People who get paid tips also prefer to get picked up outside work after their shift, rather than walk with a roll of bills, Smith said.
Erin Holmes, executive director of Vieux Carre Property Owners, Residents, & Associates, said she also fears that if a plan is implemented without major public-transit adjustments, adjacent neighborhoods like Treme and Faubourg Marigny would face parking and traffic problems as a result.
“The cars have to go somewhere,” she said.
Karley Frankic, executive director of the French Quarter Management District, said the French Quarter already gets “walkability” scores in the 90s, on a scale of 100.
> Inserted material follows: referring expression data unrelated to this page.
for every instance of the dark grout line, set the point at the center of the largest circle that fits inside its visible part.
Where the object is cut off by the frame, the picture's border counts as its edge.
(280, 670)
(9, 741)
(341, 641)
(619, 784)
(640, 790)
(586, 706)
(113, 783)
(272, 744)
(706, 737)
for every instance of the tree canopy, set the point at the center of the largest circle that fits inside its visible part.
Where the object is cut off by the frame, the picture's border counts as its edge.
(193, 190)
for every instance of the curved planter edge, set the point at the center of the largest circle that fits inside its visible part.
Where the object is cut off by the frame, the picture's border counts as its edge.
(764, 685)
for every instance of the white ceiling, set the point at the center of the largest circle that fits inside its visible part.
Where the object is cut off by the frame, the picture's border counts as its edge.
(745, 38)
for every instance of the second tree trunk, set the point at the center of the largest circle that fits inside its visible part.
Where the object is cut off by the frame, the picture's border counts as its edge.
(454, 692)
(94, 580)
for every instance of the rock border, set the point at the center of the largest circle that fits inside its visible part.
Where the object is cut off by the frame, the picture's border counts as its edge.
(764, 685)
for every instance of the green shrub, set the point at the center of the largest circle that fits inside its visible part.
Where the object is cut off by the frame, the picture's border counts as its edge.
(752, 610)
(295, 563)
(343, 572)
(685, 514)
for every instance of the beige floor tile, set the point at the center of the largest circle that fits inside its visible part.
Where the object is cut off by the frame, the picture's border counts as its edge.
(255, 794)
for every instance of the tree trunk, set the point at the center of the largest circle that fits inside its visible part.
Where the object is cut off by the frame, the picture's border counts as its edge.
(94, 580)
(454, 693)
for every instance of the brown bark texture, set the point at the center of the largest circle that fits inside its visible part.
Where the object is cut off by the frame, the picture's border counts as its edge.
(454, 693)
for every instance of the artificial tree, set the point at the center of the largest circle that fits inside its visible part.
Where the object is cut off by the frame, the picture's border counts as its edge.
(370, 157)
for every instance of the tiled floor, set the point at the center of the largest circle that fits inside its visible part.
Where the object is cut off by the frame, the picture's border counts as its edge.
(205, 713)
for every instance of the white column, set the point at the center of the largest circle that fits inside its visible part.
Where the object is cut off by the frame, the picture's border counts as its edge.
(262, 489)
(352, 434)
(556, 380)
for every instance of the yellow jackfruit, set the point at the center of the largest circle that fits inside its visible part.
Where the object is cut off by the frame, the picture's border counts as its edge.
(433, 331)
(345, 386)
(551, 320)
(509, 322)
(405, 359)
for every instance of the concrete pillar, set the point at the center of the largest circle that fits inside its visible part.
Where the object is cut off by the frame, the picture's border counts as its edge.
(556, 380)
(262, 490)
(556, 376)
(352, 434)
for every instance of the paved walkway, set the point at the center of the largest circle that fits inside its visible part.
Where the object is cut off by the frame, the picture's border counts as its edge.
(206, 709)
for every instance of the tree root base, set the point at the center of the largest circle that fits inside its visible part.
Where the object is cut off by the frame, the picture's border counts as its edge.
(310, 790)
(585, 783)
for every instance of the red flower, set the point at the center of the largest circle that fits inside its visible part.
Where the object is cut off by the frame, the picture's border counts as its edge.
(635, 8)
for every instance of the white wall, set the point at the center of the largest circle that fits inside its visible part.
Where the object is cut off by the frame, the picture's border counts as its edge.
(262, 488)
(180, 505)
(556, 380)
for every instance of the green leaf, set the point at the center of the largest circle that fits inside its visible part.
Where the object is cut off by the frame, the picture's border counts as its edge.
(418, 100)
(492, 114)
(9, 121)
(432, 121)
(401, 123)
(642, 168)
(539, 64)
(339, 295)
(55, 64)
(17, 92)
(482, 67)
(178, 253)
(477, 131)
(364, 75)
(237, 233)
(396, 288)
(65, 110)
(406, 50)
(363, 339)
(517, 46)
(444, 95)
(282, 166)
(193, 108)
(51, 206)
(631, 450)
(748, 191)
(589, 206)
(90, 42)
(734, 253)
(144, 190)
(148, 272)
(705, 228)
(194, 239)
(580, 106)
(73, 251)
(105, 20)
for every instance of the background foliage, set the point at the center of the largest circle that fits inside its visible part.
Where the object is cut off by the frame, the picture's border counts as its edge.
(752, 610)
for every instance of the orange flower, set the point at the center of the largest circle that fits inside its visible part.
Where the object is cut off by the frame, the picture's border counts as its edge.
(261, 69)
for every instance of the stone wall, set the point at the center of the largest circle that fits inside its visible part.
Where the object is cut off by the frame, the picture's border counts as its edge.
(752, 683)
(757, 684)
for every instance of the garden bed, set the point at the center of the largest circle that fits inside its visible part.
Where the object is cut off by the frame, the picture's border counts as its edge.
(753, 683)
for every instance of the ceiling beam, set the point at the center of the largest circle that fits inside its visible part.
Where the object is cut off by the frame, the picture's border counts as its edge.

“It’s already very walkable,” she said, noting that the city has identified some bond money that could fix impediments like cracked and damaged sidewalks and corners without American Disability Act ramps. This, she contends, has the potential to improve the pedestrian experience more than the elimination of automobiles.
Still, both groups the women represent agree with some of the city’s proposals, including the closure of French Market Place to motorized vehicles and a “slow car” plan, with a 20 mph speed limit on exterior French Quarter streets and a 15 mph limit on the half square-mile’s interior streets.